FAQ 574 addresses whether foreign persons may be subject to secondary sanctions for doing business with newly sanctioned persons. The FAQ explains that, pursuant to Sections 226 and 228 of CAATSA, foreign persons and foreign financial institutions may be subject to sanctions for knowingly facilitating a “significant” transaction with one of the newly sanctioned persons. As outlined in newly updated FAQ 542 and FAQ 545, whether a transaction is significant under these provisions of CAATSA turns on a number of considerations, including:
- The size, number, and frequency of the transaction(s)
- The nature of the transaction(s)
- The level of awareness of management and whether the transaction(s) are part of a pattern of conduct
- The nexus between the transaction(s) and a blocked person
- The impact of the transaction(s) on statutory objectives
- Whether the transaction(s) involve deceptive practices
- Such other factors that the Secretary of the Treasury deems relevant on a case-by-case basis
The FAQs clarify that a transaction is not “significant” and thus would not subject a non-US person to secondary sanctions risk if US persons could participate in the same transaction without seeking a specific license from OFAC. Thus, activity authorized under General Licenses 12 and 13, and occurring within the time period authorized by these general licenses, would not be considered “significant” under Sections 226 and 228 of CAATSA. Accordingly, FAQ 574 appears to indicate that non-US persons are not at risk of secondary sanctions if they operate consistent with the wind-down and divestment authorizations available to US persons under General Licenses 12 and 13 during the time periods covered by the licenses so long as their activity falls within the parameters of those authorizations. As noted above, however, there is some lack of clarity as to the exact scope of these general licenses, and additional questions arise when considering the implications of the general licenses for the activities of non-US persons that take place outside of US jurisdiction.

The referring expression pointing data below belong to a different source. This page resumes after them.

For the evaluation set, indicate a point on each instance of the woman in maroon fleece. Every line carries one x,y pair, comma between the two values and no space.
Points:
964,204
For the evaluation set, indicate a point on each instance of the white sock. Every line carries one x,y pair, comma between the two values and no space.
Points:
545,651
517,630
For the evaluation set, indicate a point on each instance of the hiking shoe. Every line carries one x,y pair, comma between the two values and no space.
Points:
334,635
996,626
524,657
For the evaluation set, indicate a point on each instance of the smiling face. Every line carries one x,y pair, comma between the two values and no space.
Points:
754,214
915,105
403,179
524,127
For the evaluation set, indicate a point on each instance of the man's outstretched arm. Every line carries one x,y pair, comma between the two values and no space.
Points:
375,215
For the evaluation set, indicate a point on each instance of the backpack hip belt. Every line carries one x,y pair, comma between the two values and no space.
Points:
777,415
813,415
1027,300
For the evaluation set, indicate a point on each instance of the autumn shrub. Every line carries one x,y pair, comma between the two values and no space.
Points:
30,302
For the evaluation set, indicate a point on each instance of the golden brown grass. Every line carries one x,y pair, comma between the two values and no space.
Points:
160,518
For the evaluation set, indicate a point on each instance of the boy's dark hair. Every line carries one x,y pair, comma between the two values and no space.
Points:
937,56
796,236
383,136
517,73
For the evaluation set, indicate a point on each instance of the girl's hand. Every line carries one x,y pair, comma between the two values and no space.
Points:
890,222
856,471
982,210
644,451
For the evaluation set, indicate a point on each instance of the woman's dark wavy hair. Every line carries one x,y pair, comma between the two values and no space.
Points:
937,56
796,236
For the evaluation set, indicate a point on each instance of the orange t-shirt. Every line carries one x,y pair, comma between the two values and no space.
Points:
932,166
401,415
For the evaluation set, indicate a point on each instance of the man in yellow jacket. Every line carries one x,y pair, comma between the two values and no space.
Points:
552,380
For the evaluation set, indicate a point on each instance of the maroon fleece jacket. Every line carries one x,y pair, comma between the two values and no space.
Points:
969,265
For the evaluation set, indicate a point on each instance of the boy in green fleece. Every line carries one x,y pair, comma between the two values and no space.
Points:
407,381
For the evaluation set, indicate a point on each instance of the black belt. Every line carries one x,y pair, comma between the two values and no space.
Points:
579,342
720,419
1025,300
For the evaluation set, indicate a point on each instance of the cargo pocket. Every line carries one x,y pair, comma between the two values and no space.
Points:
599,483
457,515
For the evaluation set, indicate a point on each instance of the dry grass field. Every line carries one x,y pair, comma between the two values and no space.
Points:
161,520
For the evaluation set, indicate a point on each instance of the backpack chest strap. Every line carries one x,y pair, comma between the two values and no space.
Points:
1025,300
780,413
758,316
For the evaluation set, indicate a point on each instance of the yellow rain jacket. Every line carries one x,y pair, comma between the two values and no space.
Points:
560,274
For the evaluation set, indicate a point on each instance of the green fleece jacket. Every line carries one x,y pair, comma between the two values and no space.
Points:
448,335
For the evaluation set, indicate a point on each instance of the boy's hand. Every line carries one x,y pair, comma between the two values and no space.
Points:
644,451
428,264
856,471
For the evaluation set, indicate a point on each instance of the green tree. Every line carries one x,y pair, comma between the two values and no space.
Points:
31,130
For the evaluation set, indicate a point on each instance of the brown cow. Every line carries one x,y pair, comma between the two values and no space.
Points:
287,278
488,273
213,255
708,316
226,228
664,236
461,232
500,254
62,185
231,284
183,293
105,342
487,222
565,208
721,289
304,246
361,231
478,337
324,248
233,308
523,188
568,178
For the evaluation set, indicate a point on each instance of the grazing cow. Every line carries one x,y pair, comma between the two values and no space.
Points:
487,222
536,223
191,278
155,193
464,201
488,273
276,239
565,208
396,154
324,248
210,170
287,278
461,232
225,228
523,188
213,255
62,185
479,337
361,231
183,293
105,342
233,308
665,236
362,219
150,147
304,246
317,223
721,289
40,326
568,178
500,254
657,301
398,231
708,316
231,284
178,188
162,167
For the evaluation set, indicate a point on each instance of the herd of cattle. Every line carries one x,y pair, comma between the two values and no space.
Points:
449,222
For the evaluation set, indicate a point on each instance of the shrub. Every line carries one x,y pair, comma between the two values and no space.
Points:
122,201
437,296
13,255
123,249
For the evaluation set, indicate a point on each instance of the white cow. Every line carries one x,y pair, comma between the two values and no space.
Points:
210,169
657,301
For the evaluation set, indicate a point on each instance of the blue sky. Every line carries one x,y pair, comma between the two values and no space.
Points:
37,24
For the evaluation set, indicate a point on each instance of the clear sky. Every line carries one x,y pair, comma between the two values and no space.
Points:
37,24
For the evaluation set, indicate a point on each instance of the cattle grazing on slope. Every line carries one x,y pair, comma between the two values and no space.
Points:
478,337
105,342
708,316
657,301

These OFAC actions mark a significant intensification of US sanctions against Russia – many of the individuals and entities targeted by these sanctions have extensive holdings and business connections in the United States and elsewhere outside of Russia. The use of SDN designations is particularly severe, as compared with the less restrictive “sectoral” sanctions previously used to target major Russian companies. Not only are US persons affected, but the ripple effect risks of secondary sanctions on non-US persons of these new designations could be significant.